We each had four battalions of infantry, two squadrons of cavalry and an field battery ... again the British were Platoon fire for infantry and Blade for cavalry. While the French were Rank firing and Bullet cavalry. All units were classed as Drilled as well. Both Commanders were rolled as Competent.
The BattleThe start of the battle saw about half of each side advancing ... under the cover of long range artillery fire. The second turn saw our first cavalry clash (our last as it turns out!).
The bonus for being blade tipped the balance to the British cavalry who won the first round 5 to 3. We each reinforced the battle with a second squadron. Even so, as both sides were disordered, we each only rolled a couple of dice.
The British still won, 2 to 1. This brought up a few issues (aka problems!) as the casualties inflicted eliminated the French squadron. With much reading we moved on through it, which resulted in the British squadrons overrunning the other French Squadron.
Bob now set out to send his infantry forward, ... that was the plan, but he had several bad turns for orders, so only a couple battalions of infantry advanced.
The sluggish nature of the advanace allowed the French Artillery to pour fire onto a lead battalion, eventually reducing it to half strength and shakey morale. By then though we each had two battalions of infantry blazing away with musketry.

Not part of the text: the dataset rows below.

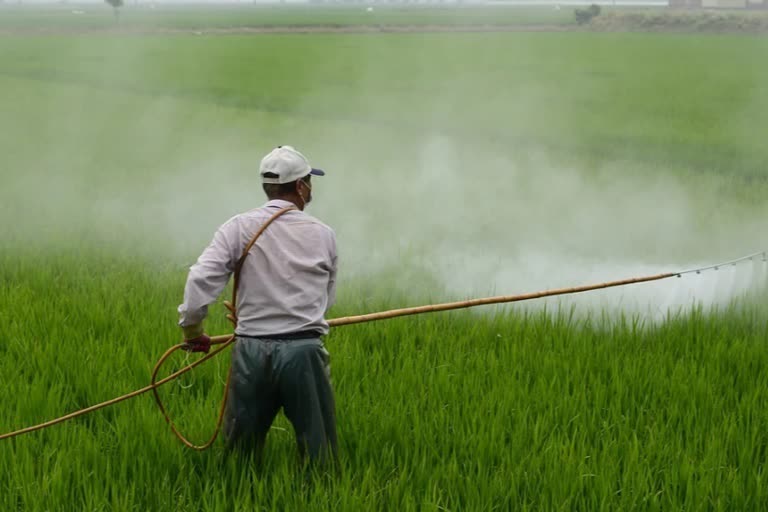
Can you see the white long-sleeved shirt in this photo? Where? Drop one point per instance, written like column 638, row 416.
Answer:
column 288, row 280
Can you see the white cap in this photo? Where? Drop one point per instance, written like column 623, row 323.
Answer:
column 284, row 165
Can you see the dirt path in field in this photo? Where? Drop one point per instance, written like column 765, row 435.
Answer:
column 669, row 21
column 297, row 29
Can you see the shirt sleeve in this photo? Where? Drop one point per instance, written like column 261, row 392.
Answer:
column 332, row 277
column 208, row 276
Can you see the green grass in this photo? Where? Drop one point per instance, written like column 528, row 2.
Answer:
column 122, row 154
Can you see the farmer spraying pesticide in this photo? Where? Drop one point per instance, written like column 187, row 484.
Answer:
column 285, row 283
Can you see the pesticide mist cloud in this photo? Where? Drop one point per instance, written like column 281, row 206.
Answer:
column 429, row 193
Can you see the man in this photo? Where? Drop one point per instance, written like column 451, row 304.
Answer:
column 287, row 284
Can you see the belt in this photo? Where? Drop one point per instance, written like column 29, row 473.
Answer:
column 300, row 335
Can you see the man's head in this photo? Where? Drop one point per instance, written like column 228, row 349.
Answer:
column 286, row 174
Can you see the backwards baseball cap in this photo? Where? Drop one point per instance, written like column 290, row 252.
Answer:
column 284, row 165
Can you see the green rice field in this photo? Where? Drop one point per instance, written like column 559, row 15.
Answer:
column 458, row 165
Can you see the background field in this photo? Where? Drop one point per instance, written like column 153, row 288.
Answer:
column 458, row 164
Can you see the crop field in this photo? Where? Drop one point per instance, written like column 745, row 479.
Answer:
column 458, row 165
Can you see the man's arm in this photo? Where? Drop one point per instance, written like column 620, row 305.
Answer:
column 206, row 280
column 332, row 277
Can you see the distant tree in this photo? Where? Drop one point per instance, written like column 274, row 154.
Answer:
column 116, row 5
column 584, row 16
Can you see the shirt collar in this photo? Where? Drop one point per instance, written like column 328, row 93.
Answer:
column 279, row 203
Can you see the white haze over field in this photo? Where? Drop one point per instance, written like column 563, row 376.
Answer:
column 437, row 215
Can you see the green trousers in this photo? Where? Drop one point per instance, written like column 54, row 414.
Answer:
column 269, row 374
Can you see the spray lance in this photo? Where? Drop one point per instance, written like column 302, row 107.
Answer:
column 224, row 341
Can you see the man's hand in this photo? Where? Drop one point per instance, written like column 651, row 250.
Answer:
column 195, row 339
column 200, row 344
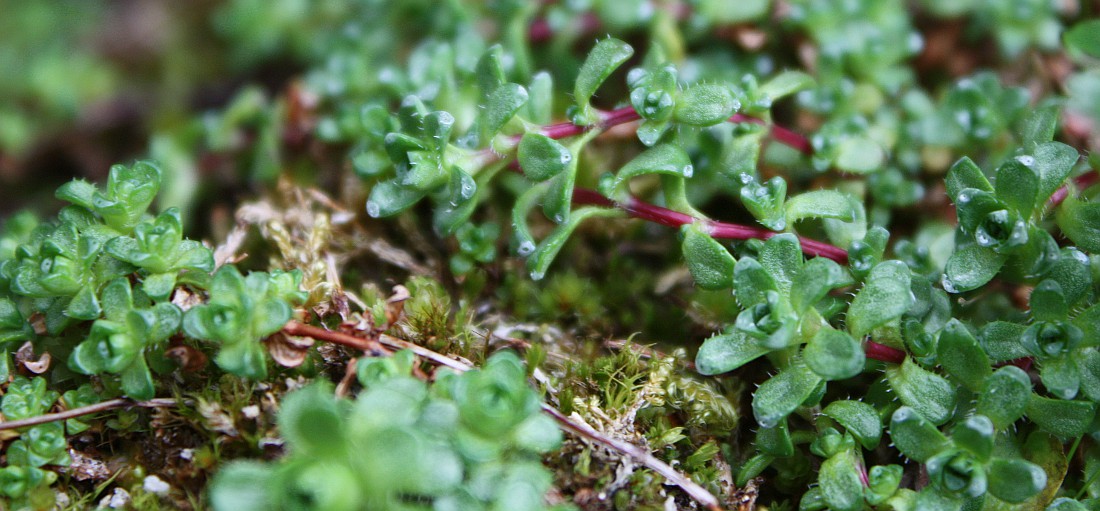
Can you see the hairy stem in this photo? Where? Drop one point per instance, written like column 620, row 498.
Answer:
column 639, row 209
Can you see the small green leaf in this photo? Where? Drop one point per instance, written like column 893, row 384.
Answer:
column 774, row 441
column 782, row 393
column 1038, row 128
column 766, row 201
column 965, row 174
column 818, row 204
column 884, row 297
column 389, row 198
column 961, row 357
column 1014, row 480
column 817, row 278
column 1088, row 366
column 927, row 392
column 77, row 191
column 1004, row 396
column 975, row 434
column 1054, row 160
column 915, row 436
column 705, row 104
column 834, row 355
column 1062, row 418
column 669, row 159
column 542, row 157
column 310, row 419
column 1001, row 340
column 503, row 104
column 751, row 282
column 243, row 486
column 859, row 155
column 781, row 257
column 1080, row 222
column 727, row 352
column 785, row 84
column 711, row 264
column 1018, row 185
column 860, row 419
column 971, row 267
column 604, row 58
column 539, row 262
column 840, row 484
column 1085, row 37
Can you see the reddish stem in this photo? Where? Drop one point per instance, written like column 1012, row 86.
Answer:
column 625, row 114
column 883, row 353
column 1080, row 182
column 639, row 209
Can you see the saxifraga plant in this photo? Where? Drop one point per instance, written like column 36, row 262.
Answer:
column 957, row 397
column 930, row 362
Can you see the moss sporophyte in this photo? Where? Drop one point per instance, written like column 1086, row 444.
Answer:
column 889, row 256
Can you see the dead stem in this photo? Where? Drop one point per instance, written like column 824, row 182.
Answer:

The British cavalry had reformed and charged into a fresh French battalion, who issued their opening volley onto the foolish cavalry ... one hit was inflicted. I though that was the end of infantry, but in the combat they managed to draw with the horse 3-3. Now reduced the horse only rolled one die, while the infantry rolled two ... and won 2-1! With the British Horse eliminated we decided to call the game.
After Action Report
While we still had a good time with the game, we did run into several issues/problems. While I do still like the morale checks we have to make, they did not seem to impact the game much. We must have taken over twenty five checks for various reasons ... and only had one unit become Shaken! Basically you need a 4+ to pass and it is real easy (especially in a small game) to get positive modifiers. The thing with casualties' is that they don't kick in until the unit is really starting to get beat up, so I suspect most units will simple be destroyed before they ever Rout.
The other issue that came up was with multiple units in close combat. There is some vague wording about it. the first is what happens to the reinforcing unit if the primary unit is destroyed? It implies that it is treated as a Lost Combat, but is that for the round or the whole combat? ie does it just take a morale check as normal or does it rout. Also what happens to the reinforcing unit if the primary unit is wipe out AND lost a number of combat rounds to auto Rout? Also are casualties spread upon all units or just the primary unit?
We also found that Cavalry is very brittle ... basically they have one good charge in them.
I am really keen to try a game with a scenario and multiple people ... While I know it will bring up other issue we will have to work through, it will be more entertaining to have a reason to attack/defend then just to "test out" game mechanics. :)
Reads like it was a fun game. Is that a bad thing that cavalry is brittle?
ReplyDeleteIt was a good game, always like gaming with Bob. No not a bad thing ... just surprising as we were used to infantry units taking a murderous pounding and still stay in the fight.
ReplyDeleteNot so with the cavalry, even a couple of draws and the squadron is kaput! I suspect we have to have more squadrons, so as to have regiments of cavalry to equate to an infantry battalion.